I cannot say what will happen, or if it will happen, or what the ramifications will be. I expect, however, that any American-led attack will not dramatically change the balance on the ground. Obama wants to be seen to be acting, and to deter. He will be scared that Assad, Hizbullah or Iran will respond in such a way that he is pressured to expand the operation to end the regime. And he doesn’t want to do this. General Martin Dempsey has recently explained why – America can’t find any branch of the opposition ready to assume power and serve American interests.
One reason that the West doesn’t want to end the regime is that, in the north and east, the al-Qa’ida type militias (indirectly created by Assad’s traumatisation of the country, as well as by the political failures of loyalist traditionalist clerics) are growing in strength. Their strength flows from the fact that the West and the Arabs failed to arm the Free Army. The ineffective Syrian National Coalition must also bear some of the blame for not working harder to organise a national army from the start, before the jihadists had time to establish themselves. Western, Syrian and Arab timidity and Islamophobia have brought on the worst.
I expect the upcoming attack to be, in effect if not in image, tepid. It may not do any good at all. It may allow Assad to reap the ‘resistance’ propaganda victory without changing the calculus on the ground.

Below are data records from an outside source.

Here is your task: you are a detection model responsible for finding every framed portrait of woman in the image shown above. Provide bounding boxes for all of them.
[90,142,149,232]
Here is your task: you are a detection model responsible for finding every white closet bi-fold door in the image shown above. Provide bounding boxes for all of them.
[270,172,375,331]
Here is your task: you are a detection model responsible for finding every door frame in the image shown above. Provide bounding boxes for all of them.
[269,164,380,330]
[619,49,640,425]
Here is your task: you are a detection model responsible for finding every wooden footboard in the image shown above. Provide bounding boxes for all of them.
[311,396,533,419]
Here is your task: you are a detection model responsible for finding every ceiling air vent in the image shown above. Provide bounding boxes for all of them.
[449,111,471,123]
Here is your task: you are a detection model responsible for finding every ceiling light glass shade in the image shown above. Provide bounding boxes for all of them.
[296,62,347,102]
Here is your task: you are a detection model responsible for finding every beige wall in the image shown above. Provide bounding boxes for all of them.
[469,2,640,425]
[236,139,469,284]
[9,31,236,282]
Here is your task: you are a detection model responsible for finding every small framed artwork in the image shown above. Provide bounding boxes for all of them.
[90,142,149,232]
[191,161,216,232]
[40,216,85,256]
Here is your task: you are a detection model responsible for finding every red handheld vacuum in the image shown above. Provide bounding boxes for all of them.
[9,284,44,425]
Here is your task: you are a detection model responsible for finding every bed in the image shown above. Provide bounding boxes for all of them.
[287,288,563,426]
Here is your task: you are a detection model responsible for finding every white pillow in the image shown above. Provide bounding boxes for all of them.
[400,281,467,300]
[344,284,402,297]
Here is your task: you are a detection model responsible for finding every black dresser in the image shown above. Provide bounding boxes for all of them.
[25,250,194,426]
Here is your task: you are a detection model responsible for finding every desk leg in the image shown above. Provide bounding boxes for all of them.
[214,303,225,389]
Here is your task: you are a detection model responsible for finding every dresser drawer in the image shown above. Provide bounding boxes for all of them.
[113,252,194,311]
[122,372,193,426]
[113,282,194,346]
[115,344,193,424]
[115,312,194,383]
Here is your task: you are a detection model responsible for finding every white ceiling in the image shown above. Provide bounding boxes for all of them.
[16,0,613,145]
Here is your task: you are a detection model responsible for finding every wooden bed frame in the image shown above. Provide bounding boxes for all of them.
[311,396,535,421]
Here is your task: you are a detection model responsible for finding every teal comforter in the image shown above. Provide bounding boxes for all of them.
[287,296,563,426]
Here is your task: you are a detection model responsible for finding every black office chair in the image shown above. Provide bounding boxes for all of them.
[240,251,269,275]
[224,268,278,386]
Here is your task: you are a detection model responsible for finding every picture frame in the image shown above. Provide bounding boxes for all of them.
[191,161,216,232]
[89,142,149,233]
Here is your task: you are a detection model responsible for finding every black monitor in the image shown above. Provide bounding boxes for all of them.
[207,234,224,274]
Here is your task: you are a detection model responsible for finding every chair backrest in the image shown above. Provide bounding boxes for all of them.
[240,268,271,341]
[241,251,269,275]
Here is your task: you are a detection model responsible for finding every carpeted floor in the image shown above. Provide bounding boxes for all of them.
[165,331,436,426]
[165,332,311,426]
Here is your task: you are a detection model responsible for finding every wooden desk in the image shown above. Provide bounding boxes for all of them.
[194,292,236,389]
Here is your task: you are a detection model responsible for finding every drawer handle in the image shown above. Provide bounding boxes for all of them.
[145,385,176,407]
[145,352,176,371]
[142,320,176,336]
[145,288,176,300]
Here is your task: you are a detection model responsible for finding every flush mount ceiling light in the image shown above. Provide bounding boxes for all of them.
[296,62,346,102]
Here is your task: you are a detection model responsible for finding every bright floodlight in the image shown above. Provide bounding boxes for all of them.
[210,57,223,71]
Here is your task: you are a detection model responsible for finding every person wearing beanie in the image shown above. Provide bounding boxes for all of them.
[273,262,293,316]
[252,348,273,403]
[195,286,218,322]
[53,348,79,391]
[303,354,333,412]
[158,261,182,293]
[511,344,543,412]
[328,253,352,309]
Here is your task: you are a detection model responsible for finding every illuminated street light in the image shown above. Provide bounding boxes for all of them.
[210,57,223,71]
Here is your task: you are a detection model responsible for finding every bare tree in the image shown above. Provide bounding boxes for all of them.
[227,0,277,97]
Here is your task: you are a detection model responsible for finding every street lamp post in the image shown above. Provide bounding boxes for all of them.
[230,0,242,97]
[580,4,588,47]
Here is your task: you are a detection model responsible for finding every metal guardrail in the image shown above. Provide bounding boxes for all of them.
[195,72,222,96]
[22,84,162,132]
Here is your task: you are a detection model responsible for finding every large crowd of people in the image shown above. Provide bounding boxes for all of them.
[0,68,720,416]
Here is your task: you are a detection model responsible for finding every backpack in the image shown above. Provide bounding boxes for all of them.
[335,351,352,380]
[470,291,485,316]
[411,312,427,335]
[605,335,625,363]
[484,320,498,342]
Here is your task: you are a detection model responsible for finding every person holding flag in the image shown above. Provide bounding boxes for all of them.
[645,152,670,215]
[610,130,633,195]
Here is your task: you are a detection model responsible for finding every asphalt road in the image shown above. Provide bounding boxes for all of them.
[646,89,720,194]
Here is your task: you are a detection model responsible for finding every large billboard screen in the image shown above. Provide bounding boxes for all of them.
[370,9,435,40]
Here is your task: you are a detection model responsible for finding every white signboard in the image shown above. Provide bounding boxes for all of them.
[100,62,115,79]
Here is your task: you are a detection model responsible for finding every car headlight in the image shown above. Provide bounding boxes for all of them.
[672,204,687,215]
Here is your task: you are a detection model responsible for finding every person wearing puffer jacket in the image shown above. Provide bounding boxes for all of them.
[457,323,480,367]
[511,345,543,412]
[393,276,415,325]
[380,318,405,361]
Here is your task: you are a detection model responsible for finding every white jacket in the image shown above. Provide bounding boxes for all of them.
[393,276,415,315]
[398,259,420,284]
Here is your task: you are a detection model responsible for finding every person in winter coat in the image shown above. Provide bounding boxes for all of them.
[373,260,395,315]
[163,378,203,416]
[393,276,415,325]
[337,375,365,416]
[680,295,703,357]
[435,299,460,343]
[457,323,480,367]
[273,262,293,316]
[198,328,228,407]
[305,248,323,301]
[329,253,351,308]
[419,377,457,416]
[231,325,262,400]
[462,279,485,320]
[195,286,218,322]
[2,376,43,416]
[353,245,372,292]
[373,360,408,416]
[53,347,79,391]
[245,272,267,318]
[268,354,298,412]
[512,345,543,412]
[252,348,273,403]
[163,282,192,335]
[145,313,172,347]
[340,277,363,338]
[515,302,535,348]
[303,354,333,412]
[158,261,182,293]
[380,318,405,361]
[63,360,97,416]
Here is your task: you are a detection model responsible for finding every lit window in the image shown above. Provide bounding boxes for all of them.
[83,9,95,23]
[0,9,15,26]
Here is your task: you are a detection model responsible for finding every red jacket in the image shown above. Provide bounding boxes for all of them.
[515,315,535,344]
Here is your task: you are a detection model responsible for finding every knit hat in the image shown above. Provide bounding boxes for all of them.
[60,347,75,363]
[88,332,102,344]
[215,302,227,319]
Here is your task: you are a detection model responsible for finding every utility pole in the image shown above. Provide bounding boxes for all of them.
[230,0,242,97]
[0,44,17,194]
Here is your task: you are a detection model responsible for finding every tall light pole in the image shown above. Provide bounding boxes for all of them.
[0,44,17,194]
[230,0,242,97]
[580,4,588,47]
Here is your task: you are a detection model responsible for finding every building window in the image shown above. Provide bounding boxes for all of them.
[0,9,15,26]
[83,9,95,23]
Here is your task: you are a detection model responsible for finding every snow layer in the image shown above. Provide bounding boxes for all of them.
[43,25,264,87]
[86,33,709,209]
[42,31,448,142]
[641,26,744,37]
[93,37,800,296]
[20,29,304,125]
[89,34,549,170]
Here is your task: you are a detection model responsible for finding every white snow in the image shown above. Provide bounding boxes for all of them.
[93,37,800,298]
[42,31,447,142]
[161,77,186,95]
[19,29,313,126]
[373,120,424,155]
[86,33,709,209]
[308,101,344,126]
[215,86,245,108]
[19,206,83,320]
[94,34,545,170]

If there is any change to calculus on the ground, it will be because the Sauds are increasing military aid after the mass gas attacks. Apparently 40 tons-worth came in through Turkey this week. But will that be sustained? Never before now.
And again, the Sauds, like the Americans, like all states, are acting according to their interests. They back Sisi’s junta in Egypt as it rolls back the victories of the revolution there. In Syria, the Sauds are interested in weakening Iran and Hizbullah, obviously not in facilitating victory for either democrats or radical Islamists who reject Saudi kingship. Syrian fighters facing exile or genocide will take weapons from where they can, but they understand that in the medium and long term, they are on their own, as they have been for the last two and a half years.